One of my favorite lines in a Grateful Dead song comes from the tune, Scarlet Begonias.

“Once in a while you can get shown the light,

In the strangest of places if you look at it right.”

This has been true for me. All that it sometimes takes to see a previously hidden truth is my own willingness to look at the subject a different way. 

This act of taking another look at something is what is colloquially referred to as ”open-mindedness”. I find a lot of people are afraid of this term. I find they are afraid of it because they misunderstand it. Being ”open-minded” doesn’t mean abandoning anchors of belief, or intellectual boundaries, putting you in danger that your brain will fall out. It means accepting the possibility that there may be more than one valid viewpoint to a particular issue.

Ideally, this would be a universally applied truth. But, before any truth can be applied, it must first be known. Here then, is my attempt to say, 

”Hey, here’s something cool. There’s more than one way to see a lot of issues. Have you tried looking at it from another perspective? Have you tried putting yourself in the other guy’s shoes, for instance?”

A few months ago, I was sitting on the front porch with my seventeen year old. We were discussing a problem he was facing. His ability to solve the problem was limited by two things. One, he had only seventeen years of experience to draw from. Two, this lack of experience forced him in to a very narrow perspective, which blew the problem out of all proportion.

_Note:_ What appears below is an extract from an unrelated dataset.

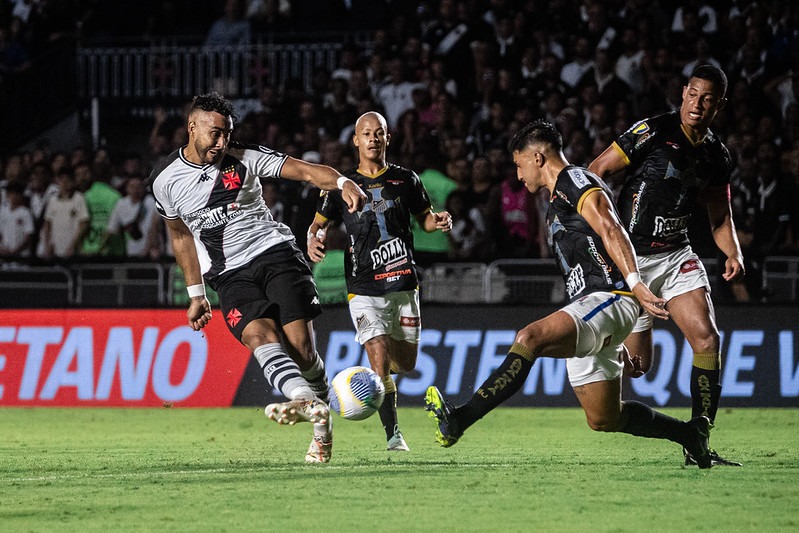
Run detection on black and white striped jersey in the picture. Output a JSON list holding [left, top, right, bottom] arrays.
[[150, 142, 294, 278]]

I was sitting in my normal spot on the front porch. It is wide enough to accommodate my frame. He was sitting in a chair to my left. A cloud moved in the sky, the sun peered from behind it, illuminating a perfectly crafted and quite large spider web just as I glanced up to notice it. The web had been there the whole time we had been talking, but I couldn’t see it against the gray overcast. It took the light hitting it just right for it to come into view. What had been real the whole morning, was now real to me.

I asked my son, sitting to my left at the end of the porch and at an acute angle to the web, if he could see it. He shook his head. Interesting, I thought. Nature has provided the perfect metaphor. 

”Come look at this,” I said.

He got up, came over a few steps and looked up at the intricate web. 

”Wow!” he said. He was amazed by both the intricacy of the web, and that something so large had been completely hidden from view.

All he had to do was look at it right.